Heterologous production of γ-actinorhodin (1), cinnamycin (2) and prunustatin (3) by S. albus S4 ∆5. LC-HRMS analysis of chemical extracts prepared from the indicated strains. The m/z values corresponding to the [M + 2H]2+ions derived from γ-actinorhodin (C32H22O14), cinnamycin (C89H125N25O25S3), and prunustatin (C36H44N2O12) are shown. The intensity scale for extracted ion chromatograms is 1 × 104 for γ-actinorhodin and cinnamycin, and 1 × 105 for prunustatin

Summary and concluding perspectives

We have constructed a strain of S. albus S4 in which the antimycin, candicidin, albaflavenone, surugamide and fredericamycin BGCs have been mutated. We showed that the resulting strain, S. albus S4 ∆5, possessed a simpler chromatographic profile and did not possess antibacterial or antifungal activity using the growth media tested and also demonstrated that it could serve as a surrogate host for the production of actinorhodin, cinnamycin and prunustatin. Interestingly, during the course of our study we also tried to heterologously produce bicyclomycin and methylenomycin, but were unable to detect either metabolite by LC-HRMS. The unsuccessful attempt to heterologously produce bicyclomycin and methylenomycin underscores a key consideration for heterologous expression studies – host selection. For instance, S. coelicolor is a native producer of methylenomycin and was recently used as a host for bicyclomycin production (Vior et al. 2018), however it will not produce neoantimycin/prunustatin unless the biosynthetic genes are artificially expressed from constitutive promoters (Skyrud et al. 2018).
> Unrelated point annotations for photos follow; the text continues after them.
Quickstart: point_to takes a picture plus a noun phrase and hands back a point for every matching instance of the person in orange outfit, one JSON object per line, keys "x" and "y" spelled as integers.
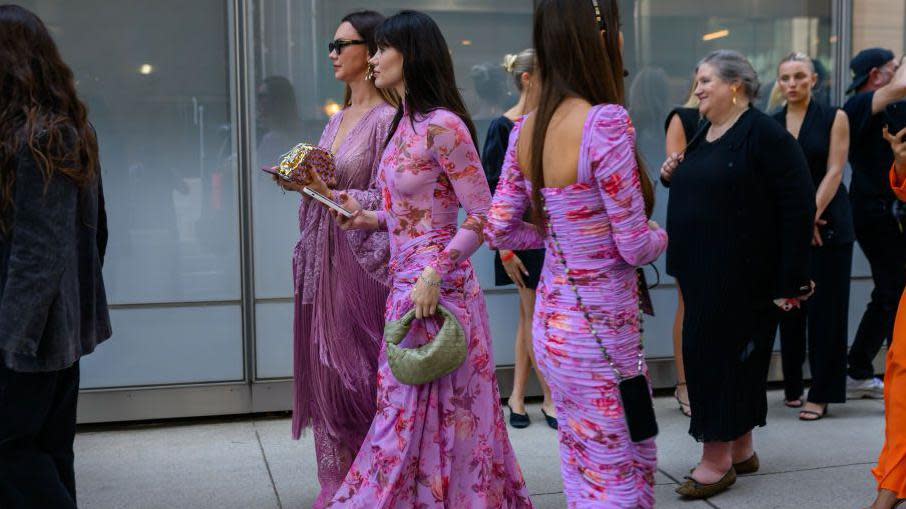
{"x": 891, "y": 469}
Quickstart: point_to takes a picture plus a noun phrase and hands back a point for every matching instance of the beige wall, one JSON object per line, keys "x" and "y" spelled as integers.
{"x": 879, "y": 23}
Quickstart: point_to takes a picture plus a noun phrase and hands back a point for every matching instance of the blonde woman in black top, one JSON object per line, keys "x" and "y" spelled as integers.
{"x": 823, "y": 134}
{"x": 522, "y": 268}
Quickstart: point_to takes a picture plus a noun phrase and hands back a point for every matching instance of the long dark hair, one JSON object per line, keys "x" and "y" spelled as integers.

Indeed, there is no panacea in terms of a heterologous expression host, each one being somewhat enigmatic with peculiarities rooted in primary metabolism (i.e. precursor and co-factor supply) or promoter recognition elements. Fortuitously, there are now greater flexibility than ever before in terms of host selection. For instance, a suite of S. coelicolor M145 ∆actredcdacpk variants (M1146, M1152, M1154) are a commonly used (Gomez-Escribano and Bibb 2011). Additionally, the endogenous BGC content of S. avermitilis was also reduced to enhance production and detection of heterologous compounds (Komatsu et al. 2010, 2013) and an impressive 15 BGCs were recently removed from S. albus J1074.

(Myronovskyi et al. 2018). It is therefore possible, and indeed advantageous and wise when pursuing heterologous expression of a BGC to cast a wide net and screen multiple hosts. The S. albus S4 ∆5 strain constructed here will hopefully be a useful tool to that end.